Their report was published before Chariot was officially canceled, but I doubt their refrain would have changed. Chariot stands as a testament to the cold calculus that fueled all facets of the Cold War nuclear age, even when nuclear scientists were shooting for peaceful uses for bombs. While Oppenheimer and Einstein struggled with the reality of unleashing a power that's indescribable in its might, Teller and the folks at the AEC were blinded, shunning all human considerations in pursuit of an attempt at taming that power.

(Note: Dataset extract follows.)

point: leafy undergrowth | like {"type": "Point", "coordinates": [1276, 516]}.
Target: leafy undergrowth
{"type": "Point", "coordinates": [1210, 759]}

It's possible to try to understand the giddy excitement of riding the cutting edge of physics and technology; just glancing at the buoyant prose in Popular Science at the time shows just how infectious the massive possibilites swirling around nonviolent megatons could be. And just imagine if one really could build a new railway through the mountains of California by unleashing a series of massive, clean bombs: the potential lives, money, and time saved by avoiding dangerous construction is incalculable. "If your mountain is not in the right place," Dr. Teller said in Anchorage, "just drop us a card." He was only partly kidding.

But the reality never matched the dream. A decade or more of testing increasingly-massive bombs had poisoned the air and earth, and no matter how good the yields, any percentage of radioactive fallout released from bombs that large would be devastating to the local environment. It's a testament to the brutish single-mindedness of the AEC that it could tell such blatant lies in its supposed pursuit of utility. (There was no risk to Point Hope from 30 miles away? Give me a break.)

Despite the cancellation of Project Chariot, there were still 27 live tests that were carried out by the AEC in its obsessive bid to keep playing with its toys. Plowshare stands as a shocking example of institutional addiction; one imagines a drunken artist saying he needs just one more glass to help him make his big breakthrough, even while lying facedown in a gutter oblivious to the filth around him. In the effort to make good on nuclear energy's promise, in the wake of its unrivaled destruction over Japan, the U.S. fiendishly tailored its facts to deceive the very people it was entrusted to protect.

The end result, of course, were a series of endless half-truths and outright lies delivered to continue work that had long been proved to be far more costly than it was worth. The moral of that folly is equally clear: When offered the ability to chase after force with seemingly unlimited potential, there is no end to the lengths some will go to justify continuing that pursuit.